Я сжала кулаки, чтобы не дать выход нахлынувшей ярости. Сейчас как выкрикну в лицо матери какие-нибудь жуткие ругательства – так уже бывало не раз. А может быть, и разобью что-нибудь. И потом уйду, хлопнув дверью, во двор.
Но мать вовремя метнулась на кухню снимать с плиты чадящую сковороду. И уже оттуда донеслось привычное: «И зачем я тебя родила?» Хоть бы пластинку сменила, что ли.

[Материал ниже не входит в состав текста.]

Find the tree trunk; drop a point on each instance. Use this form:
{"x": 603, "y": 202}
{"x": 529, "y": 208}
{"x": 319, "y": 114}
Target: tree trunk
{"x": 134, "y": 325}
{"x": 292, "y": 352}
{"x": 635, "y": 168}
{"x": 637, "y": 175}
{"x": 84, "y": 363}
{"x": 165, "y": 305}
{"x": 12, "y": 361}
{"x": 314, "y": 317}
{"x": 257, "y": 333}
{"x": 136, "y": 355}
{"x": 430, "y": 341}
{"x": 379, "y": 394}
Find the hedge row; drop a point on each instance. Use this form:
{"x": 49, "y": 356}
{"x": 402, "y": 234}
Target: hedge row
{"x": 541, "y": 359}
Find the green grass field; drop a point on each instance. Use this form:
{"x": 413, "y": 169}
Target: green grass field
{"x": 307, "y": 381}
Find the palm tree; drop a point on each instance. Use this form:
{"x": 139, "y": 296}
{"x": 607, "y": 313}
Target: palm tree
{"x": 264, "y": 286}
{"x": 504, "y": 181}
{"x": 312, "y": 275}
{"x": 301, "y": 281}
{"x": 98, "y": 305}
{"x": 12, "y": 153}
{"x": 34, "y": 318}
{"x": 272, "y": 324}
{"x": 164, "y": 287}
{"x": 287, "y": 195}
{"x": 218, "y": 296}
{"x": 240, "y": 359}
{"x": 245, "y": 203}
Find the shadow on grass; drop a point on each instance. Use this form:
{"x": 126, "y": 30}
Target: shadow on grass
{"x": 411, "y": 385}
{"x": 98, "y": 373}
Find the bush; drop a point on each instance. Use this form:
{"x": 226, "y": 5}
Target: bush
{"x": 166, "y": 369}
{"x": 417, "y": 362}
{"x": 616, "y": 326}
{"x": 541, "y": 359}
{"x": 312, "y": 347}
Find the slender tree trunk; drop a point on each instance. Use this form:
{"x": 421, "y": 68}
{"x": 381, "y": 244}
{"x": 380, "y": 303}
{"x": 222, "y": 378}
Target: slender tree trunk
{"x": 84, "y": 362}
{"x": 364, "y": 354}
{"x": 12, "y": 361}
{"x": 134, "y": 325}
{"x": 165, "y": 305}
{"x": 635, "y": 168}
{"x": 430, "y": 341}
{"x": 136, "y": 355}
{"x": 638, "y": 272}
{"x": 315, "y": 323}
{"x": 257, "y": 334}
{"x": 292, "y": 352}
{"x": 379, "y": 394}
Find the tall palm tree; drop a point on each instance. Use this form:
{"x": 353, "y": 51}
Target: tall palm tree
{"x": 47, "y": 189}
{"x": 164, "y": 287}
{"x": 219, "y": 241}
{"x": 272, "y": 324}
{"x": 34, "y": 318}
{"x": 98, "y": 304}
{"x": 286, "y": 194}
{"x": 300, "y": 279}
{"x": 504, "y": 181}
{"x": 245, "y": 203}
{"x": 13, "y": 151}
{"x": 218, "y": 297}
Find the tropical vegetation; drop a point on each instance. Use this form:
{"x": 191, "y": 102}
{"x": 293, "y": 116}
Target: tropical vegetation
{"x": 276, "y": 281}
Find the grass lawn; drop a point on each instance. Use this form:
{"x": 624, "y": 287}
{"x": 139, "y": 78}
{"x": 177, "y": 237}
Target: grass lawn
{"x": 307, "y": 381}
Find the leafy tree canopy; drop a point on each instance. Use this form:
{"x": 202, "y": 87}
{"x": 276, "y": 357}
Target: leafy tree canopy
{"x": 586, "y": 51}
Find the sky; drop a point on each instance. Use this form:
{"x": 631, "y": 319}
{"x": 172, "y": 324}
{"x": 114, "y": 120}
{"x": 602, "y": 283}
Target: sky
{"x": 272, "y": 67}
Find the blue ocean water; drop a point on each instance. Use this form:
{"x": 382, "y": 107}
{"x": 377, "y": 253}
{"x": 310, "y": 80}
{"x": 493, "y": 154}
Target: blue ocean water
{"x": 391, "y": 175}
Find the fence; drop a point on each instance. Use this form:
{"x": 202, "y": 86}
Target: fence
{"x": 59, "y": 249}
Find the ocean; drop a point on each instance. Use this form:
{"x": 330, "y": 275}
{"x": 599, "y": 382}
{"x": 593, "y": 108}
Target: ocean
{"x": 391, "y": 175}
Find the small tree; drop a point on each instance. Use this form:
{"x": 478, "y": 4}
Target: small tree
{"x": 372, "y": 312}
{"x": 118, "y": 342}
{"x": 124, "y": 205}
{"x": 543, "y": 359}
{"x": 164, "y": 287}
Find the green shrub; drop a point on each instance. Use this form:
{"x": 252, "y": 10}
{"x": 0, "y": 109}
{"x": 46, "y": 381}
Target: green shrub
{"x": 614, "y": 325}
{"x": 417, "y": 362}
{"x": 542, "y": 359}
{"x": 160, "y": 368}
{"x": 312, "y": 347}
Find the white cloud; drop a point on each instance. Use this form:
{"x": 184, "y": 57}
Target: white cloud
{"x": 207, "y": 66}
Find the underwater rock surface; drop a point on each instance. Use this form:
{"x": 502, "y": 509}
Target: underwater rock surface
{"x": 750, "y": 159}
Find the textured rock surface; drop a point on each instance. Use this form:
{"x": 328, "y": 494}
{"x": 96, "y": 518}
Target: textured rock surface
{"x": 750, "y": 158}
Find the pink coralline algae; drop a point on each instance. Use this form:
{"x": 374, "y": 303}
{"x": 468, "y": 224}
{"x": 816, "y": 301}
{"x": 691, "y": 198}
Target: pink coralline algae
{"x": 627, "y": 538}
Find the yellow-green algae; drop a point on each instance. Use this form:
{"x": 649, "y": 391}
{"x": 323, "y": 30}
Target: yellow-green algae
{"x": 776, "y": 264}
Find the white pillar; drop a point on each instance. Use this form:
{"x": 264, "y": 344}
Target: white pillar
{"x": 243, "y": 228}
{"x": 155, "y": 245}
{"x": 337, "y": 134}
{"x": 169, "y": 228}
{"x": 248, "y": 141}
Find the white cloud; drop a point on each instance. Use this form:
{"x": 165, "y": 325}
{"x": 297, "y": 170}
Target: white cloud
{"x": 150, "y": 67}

– И кстати, верните лифтеру инструмент, который вы сперли. Пока он не обратился в милицию… И поживей!
Тот, кто видел картину Сальвадора Дали про сон за секунду до пробуждения, ну, ту, где в ухо спящему человеку жужжат, рычат и трубят пчела, тигр и слон, поймут состояние, в каком я выудила из коробки палочку лифтера. С омерзением бросив ее на пол, как змею, я выскочила на лестницу.
– Сама неси! – крикнула напоследок.
Не помню, сколько прошло часов, прежде чем я встретилась с Аппатимой.
Кажется, было уже десять. В освещенном фонарями сумраке курсировали редкие прохожие. Звуки их шагов по неровному, присыпанному гравием асфальту казались скрипом и шелестом теней. Шаги заглушал торжественный голос диктора Центрального телевидения: у кого-то было открыто окно, и хозяева квартиры, включив телевизор на полную катушку, слушали программу «Время». В углу площадки прильнули друг к другу сжавшимися тенями старшеклассник и старшеклассница; они приходили сюда каждый вечер.
Да и я сама, наверное, была похожа на призрак, а Мурзик, услужливо следующий рядом со мной, нога к ноге, вероятно, думал, что я проглотила черную собаку и теперь та поселилась у меня внутри.
В продолжение этого вечера, который явно не задался, я совершила много славных дел: доставала из развороченных нор больших зеленых ящериц и играла с ними, а Мурзик лежал рядом и грустно поглядывал исподлобья, переводя время от времени слезящийся взор на заходящее солнце; отпускала ящериц, оторвав у них на память хвосты – на их память; забрасывала хвосты в камыши и открытые окна квартир на первом этаже. Потом я переместилась к роскошному саду, который вырастил позади соседнего дома офицер запаса, про которого говорили, что он куркуль. Я не знала значения слова «куркуль», но огражденный высоким железным забором с колючей проволокой поверху громадный кусок земли с аккуратно подрезанными яблонями, айвовыми и инжировыми деревьями, с выложенным голубым кафелем круглым бассейном в центре и росшей около него пальмой с трепетно-изысканными ветвями-опахалами казался среди прочих небрежно огороженных участков каким-то заморским, а следовательно, чужеродным, оправдывающим те укоризненные интонации, с которыми произносилось слово «куркуль». Воспользовавшись сумерками, я прошлась по саду куркуля, как татаро-монгольское нашествие: открутила от забора, чтобы перелезть через него, не только часть проволоки, но и виноградную лозу, повыбивала ногой все подпорки из-под каких-то неизвестных растений. Заодно зачем-то вытряхнула вместе с землей из цветочного горшка фикус и бросила его в бассейн, а после принялась ожесточенно срывать крошечные зеленые яблоки и кидать их через забор к лапам молчащего в темноте Мурзика.